Анна Николаевна встала. Она чувствовала себя заново рожденной, все ее члены были целы и полны сил.
— Благословляю тебя стать воином света, — сказал Возвышенный. — Когда придет срок, ты поймешь, что надобно делать.
— Мара забрал Собхиту, да?
— Да. Но ты доберешься до них и будешь сражаться снова.
— Скажи, о Возвышенный, ведь этот мальчик не зло?
— Увы, он чистое зло.
— Но почему тогда я должна спасти его?
— Потому что этому миру зло сейчас нужнее, чем добро.
— Не понимаю.
— Не нужно понимание, нужно ведение. Вот тебе знак: когда ты найдешь Собхиту, у тебя откроется третий глаз. Мара будет прятать мальчика по-разному, в разных местах и личинах, но ты знай: третий глаз есть знак.
— А где Лаканатха?
— Он ушел в Бардо. Его нет в мире людей и в мире светлых духов. Лаканатха изгнан в Бардо за свою нечистую страсть повелевать и самому судить, кому дарить смерть, а кому — жизнь. А теперь прощай. Живи и ищи Собхиту.
— Он может быть где угодно!
— Нет. Только на темной стороне.
Возвышенный вступил в цветок, лепестки сомкнулись, и бутон унесся ввысь.
Анна Николаевна стояла, слегка покачиваясь.
— Да уж, — пробормотала она. — Вот это номер.
Она огляделась вокруг.
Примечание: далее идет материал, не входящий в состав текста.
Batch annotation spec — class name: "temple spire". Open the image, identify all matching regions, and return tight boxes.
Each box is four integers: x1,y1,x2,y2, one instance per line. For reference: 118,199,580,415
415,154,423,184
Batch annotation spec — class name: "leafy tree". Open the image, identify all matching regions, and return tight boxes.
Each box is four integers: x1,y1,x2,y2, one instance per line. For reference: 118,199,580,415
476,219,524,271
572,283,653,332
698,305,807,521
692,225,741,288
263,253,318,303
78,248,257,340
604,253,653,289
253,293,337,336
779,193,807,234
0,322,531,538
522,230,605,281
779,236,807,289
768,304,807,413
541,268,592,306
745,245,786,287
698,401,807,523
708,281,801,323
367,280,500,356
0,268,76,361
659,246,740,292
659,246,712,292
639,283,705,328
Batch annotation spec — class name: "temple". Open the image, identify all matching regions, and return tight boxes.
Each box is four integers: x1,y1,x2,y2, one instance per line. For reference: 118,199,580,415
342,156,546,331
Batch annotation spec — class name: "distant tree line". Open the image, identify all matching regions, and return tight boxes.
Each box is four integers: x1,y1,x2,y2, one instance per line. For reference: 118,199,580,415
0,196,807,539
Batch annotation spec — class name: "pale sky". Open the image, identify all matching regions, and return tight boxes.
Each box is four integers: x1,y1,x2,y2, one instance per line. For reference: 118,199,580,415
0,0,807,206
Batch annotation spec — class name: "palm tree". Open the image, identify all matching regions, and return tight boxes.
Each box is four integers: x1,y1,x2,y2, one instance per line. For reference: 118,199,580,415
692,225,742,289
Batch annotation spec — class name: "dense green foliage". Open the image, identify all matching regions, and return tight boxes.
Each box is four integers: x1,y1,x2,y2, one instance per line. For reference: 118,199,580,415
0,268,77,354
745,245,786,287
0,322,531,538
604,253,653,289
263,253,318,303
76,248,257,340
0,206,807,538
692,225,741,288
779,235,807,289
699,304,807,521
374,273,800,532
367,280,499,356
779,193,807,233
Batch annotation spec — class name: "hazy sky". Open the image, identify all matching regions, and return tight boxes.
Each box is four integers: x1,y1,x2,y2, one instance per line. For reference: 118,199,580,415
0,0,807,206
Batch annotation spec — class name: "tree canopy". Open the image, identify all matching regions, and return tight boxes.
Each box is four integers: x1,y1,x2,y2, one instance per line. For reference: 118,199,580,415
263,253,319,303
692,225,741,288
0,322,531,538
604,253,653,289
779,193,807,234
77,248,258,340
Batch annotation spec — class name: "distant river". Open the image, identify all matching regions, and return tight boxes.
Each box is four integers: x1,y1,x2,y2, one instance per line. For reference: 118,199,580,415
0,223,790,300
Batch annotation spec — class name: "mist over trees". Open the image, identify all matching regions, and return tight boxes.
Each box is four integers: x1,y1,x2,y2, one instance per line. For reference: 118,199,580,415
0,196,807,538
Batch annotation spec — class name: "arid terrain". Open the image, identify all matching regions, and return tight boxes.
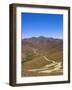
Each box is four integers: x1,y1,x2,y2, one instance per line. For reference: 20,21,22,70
21,36,63,77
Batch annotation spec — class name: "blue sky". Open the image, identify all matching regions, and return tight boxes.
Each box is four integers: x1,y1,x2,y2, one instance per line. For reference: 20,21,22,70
21,13,63,39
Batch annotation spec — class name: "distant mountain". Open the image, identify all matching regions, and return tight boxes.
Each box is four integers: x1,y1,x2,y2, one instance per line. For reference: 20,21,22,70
22,36,63,61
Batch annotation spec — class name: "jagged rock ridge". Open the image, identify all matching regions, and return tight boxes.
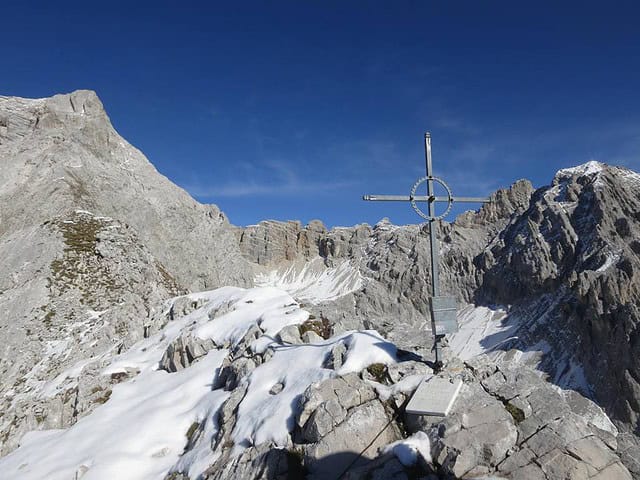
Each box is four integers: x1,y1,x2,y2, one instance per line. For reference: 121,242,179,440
0,91,640,478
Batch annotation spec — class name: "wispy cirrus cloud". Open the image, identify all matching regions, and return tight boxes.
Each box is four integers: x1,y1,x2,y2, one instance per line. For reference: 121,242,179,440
182,161,357,199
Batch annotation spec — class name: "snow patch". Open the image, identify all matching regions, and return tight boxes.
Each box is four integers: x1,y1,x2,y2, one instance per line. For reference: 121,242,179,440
556,160,606,177
254,258,362,303
0,350,228,480
382,432,431,467
232,330,396,454
447,305,514,360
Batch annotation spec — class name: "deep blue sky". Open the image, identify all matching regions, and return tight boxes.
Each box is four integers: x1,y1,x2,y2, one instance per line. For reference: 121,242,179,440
0,1,640,226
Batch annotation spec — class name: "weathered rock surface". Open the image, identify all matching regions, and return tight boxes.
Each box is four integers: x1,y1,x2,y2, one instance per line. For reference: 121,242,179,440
0,91,640,479
406,359,632,479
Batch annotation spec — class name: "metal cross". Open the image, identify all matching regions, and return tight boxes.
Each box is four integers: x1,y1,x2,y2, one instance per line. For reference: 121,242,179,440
362,132,490,368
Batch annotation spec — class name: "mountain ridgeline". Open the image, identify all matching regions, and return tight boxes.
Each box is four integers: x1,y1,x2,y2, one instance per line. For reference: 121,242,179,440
0,91,640,478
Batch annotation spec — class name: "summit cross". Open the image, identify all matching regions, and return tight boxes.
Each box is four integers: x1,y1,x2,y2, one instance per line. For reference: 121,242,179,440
362,132,490,369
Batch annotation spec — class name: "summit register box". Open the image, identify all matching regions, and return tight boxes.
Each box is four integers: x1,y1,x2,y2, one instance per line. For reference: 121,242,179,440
431,297,458,337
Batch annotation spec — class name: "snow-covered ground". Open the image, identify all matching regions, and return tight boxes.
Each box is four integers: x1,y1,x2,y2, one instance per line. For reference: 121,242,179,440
255,258,362,303
447,305,514,360
0,287,400,480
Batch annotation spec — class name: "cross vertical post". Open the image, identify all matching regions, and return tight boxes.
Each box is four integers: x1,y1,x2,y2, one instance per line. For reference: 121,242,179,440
362,132,490,370
424,132,444,368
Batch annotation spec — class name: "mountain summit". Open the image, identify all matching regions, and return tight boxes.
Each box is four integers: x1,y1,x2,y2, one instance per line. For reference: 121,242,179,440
0,91,640,480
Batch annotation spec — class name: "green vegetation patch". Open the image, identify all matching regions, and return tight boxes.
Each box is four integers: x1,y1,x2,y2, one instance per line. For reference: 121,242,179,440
504,402,524,425
367,363,387,383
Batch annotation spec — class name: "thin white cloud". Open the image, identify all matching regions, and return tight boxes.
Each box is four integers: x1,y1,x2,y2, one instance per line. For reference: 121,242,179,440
182,160,357,199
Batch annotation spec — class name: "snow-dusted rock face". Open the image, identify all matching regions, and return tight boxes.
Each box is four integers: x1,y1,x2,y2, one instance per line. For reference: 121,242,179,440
0,90,250,290
0,287,631,480
476,162,640,428
0,91,640,480
0,91,253,453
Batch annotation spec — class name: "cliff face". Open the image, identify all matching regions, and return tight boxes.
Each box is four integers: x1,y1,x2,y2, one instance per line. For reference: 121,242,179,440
0,91,252,452
476,162,640,426
0,91,640,478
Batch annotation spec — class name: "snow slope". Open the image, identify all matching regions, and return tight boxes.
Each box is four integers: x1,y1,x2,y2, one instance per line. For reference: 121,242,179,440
255,258,362,303
0,287,396,480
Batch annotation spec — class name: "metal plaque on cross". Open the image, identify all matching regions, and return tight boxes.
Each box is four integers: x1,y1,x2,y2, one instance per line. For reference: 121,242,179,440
362,132,490,367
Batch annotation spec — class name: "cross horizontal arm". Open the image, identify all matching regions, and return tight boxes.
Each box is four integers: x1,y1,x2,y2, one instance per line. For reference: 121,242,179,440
362,195,491,203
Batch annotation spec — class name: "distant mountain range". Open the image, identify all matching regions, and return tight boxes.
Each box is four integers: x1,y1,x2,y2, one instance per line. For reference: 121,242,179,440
0,91,640,480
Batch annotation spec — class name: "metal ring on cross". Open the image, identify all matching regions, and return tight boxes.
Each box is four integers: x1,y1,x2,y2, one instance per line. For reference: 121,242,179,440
409,177,453,222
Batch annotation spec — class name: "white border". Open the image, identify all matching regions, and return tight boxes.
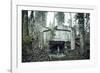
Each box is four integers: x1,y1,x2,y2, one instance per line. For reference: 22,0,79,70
12,2,97,73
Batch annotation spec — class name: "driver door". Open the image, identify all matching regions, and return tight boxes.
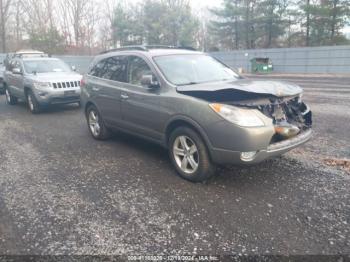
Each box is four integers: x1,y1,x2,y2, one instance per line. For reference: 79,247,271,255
10,60,24,98
121,56,162,140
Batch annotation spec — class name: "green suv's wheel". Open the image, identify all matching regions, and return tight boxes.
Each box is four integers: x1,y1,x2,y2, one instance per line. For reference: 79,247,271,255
27,90,40,114
5,88,17,105
169,127,215,182
86,105,110,140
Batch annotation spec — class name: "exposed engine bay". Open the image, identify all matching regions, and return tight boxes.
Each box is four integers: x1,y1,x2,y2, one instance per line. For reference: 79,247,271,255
181,89,312,143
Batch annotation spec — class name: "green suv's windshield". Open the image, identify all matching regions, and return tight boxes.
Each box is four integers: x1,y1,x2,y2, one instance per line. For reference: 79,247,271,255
23,59,71,74
154,55,239,85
Ничто не говорило о только что бывшем бое. Цвели штокрозы, воздух полнился сладковатым запахом листвы.
— Что ж, — сказала Анна Николаевна самой себе. — Если уж фотохудожник оказался Марой, то мне надо срочно чего-нибудь выпить.
Она вошла в дом, села перед телевизором и налила себе на два пальца коньяку. Выпила залпом, поморщилась.
— Вот что… — Одиночество пугало ее. — Надо срочно позвонить Юле.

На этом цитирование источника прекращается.